Oh bother! Viral Winnie-the-Pooh horror film triggers fans
LOS ANGELES — You know him as a cute, cuddly bear, but Winnie the Pooh is about to receive a terrifying makeover as the knife-wielding villain of a blood-drenched new slasher film — no joke.
Pooh’s shocking reinvention — which hits US theaters next Wednesday and has already provoked death threats from enraged fans — could break box-office records and test the limits of intellectual property law.
“Look, this is mental,” said Rhys Frake-Waterfield, the 31-year-old director of Winnie-the-Pooh: Blood and Honey.
“I’ve had petitions to stop it. I’ve had death threats.
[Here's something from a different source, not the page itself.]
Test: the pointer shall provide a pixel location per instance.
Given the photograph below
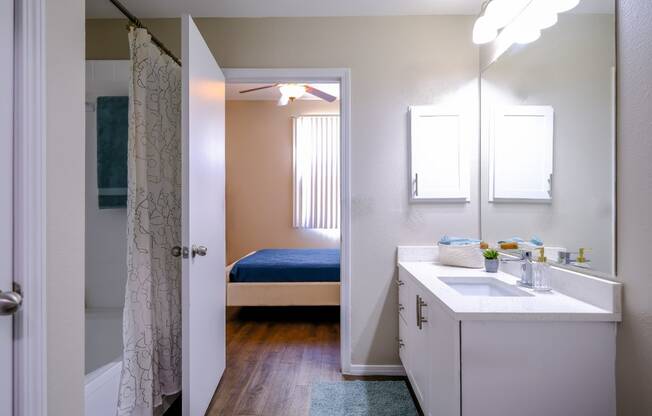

I’ve had people saying they called the police,” he told AFP.
While Pooh, Piglet and Eeyore’s family-friendly big-screen adventures have been licensed to Disney for decades, the copyright on the first A.A. Milne books recently expired — and Frake-Waterfield’s tiny British indie studio pounced on the opportunity.
The first images of Blood and Honey, in which a sinister, human-sized Pooh and Piglet hovered menacingly behind a young woman relaxing in a hot tub, quickly went viral last year.
Now the live-action film — made on a shoestring budget of less than $250,000 — is set for a major global theatrical release.
It is already out in Mexico, where it has made nearly $1 million in two weeks. Frake-Waterfield originally hoped his film “might do a mini-theatrical run in certain areas.”
He now believes it could achieve the highest “budget-to-box office ratio” since Paranormal Activity, the $15,000 film that launched a near $1 billion franchise over a decade ago. “I really believed in the idea. Other people didn’t... and now it’s doing all right,” he joked.
Under US law, copyrights expire 95 years after a work is first published. The first Winnie-the-Pooh book came out in 1926. However, there are caveats, especially when a character evolves over time.
Distinctive traits that were added to Pooh in later books or Disney films, such as his red shirt or fondness for playing the game Poohsticks, have not yet entered the public domain. Similarly, Pooh’s friend Tigger did not appear until later books, and so could not appear in Blood and Honey.
And then there is the issue of trademark. Copyrights prevent the unlicensed copying of the creative work itself. They expire after a set time. Trademarks prevent anyone else from making a product that could mislead consumers into thinking it came from the original author. They can be renewed indefinitely.
“You can’t suggest that somehow it’s sponsored by or affiliated or associated with Disney in any way, because Disney still does have robust trademark protection,” said copyright lawyer Aaron J. Moss.
In this instance, the absurdity of making a Pooh horror movie helps the film’s producers. “Simply because it is so un-family friendly, and isn’t anything that (viewers) would expect Disney to have anything to do with, that would make any potential trademark claim much more difficult to assert,” he said.
Frake-Waterfield said there was never any desire to skirt as close to Disney’s Pooh as legally possible. “It’s literally the opposite. I want to go as far away from them as possible,” he said. “I want Winnie the Pooh to be big and menacing and scary and intimidating and horrifying. I don’t want him to be small and cuddly and cute.”
In the film, Pooh and Piglet have been left infuriated, abandoned and feral by the departure of Christopher Robin — now a young adult — and go on a murderous rampage.
An AFP reporter at a screening in Mexico City this week said many audience members appeared to be leaving the theater disappointed. But neither the plot nor critical response are likely to matter much.
Hype around the movie is so substantial that Frake-Waterfield is already preparing a sequel — as well as horror movies based on Bambi and Peter Pan books.